By Jacob Serpa, Product Marketing Manager, Bitglass
—Twitter exposes user credentials in plaintext
—PyRoMine mines Monero and disables security
—Stresspaint malware hunts Facebook credentials
—MassMiner malware mines cryptocurrency
—Access Group Education Lending breached
Twitter exposes user credentials in plaintext
Despite the fact that Twitter doesn’t store or display users’ credentials in plaintext, the social media company recently had a security mishap. Passwords were stored in internal logs before they were successfully obfuscated, exposing them to employees in plaintext. While the information wasn’t made viewable to outside parties, it’s still a cause for concern for Twitter’s users.
PyRoMine mines Monero and disables security
New malware, PyRoMine, leverages a host of previously disparate capabilities featured in other strains of malware. For example, it uses NSA exploits while mining Monero, a cryptocurrency. Malware is continuing to grow more sophisticated, compelling organizations to adopt advanced anti-malware solutions.

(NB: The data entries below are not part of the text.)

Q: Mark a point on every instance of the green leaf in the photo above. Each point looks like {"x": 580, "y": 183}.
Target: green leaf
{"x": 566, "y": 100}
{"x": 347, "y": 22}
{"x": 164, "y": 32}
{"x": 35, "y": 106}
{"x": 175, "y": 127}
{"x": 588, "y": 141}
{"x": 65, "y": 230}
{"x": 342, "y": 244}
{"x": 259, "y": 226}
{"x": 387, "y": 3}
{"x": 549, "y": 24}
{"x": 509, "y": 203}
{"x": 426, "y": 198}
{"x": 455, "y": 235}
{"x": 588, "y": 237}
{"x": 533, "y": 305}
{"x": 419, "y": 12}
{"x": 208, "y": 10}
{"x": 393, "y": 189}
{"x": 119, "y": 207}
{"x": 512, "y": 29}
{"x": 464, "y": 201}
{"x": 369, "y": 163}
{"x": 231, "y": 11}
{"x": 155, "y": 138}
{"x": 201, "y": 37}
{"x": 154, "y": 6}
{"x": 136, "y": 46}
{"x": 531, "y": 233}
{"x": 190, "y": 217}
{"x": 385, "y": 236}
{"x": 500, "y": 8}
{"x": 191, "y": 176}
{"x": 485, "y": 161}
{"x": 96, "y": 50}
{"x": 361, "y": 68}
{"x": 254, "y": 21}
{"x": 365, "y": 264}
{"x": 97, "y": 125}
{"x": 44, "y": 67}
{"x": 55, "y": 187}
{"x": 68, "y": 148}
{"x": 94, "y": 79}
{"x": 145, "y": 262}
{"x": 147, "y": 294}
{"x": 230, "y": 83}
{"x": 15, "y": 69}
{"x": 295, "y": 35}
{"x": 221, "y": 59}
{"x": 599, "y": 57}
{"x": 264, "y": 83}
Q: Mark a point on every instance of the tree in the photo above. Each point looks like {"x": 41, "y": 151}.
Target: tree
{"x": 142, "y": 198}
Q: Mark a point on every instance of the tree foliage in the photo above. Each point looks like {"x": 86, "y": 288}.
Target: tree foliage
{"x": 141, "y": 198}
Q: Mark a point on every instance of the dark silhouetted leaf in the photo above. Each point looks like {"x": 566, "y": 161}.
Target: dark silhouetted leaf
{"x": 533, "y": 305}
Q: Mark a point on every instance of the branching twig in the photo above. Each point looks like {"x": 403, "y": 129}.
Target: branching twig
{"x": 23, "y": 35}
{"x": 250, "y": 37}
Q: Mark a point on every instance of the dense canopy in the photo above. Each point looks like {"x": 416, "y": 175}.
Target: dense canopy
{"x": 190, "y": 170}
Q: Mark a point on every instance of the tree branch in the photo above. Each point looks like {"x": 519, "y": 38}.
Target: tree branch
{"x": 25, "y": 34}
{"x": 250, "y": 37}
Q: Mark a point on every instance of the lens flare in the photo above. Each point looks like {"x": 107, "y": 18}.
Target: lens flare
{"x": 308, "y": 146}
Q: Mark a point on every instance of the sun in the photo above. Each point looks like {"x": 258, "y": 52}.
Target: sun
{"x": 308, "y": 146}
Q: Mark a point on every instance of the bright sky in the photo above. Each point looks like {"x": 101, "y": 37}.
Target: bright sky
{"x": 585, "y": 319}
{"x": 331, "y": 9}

Stresspaint malware hunts Facebook credentials
Disguised as a stress-relieving paint program, Stresspaint is a piece of malware that is attacking users in an attempt to gather their Facebook credentials. In particular, the malware is targeting influential users – those who manage Facebook pages or have numerous friends and followers. It is primarily distributed through emails and messages on Facebook.
MassMiner malware mines cryptocurrency
MassMiner is the latest in a slew of malware strains that engage in malicious cryptomining. This threat seeks to take advantage of known vulnerabilities in order to commandeer web servers and mine Monero – which continues to be a common target in malicious cryptomining.
Access Group Education Lending breached
Unfortunately for those who have used the organization’s services for their student loans, Access Group Education Lending has been breached. Nearly 17,000 borrowers had their information exposed when a loan processing vendor working for the group shared their information with an unauthorized, unknown company.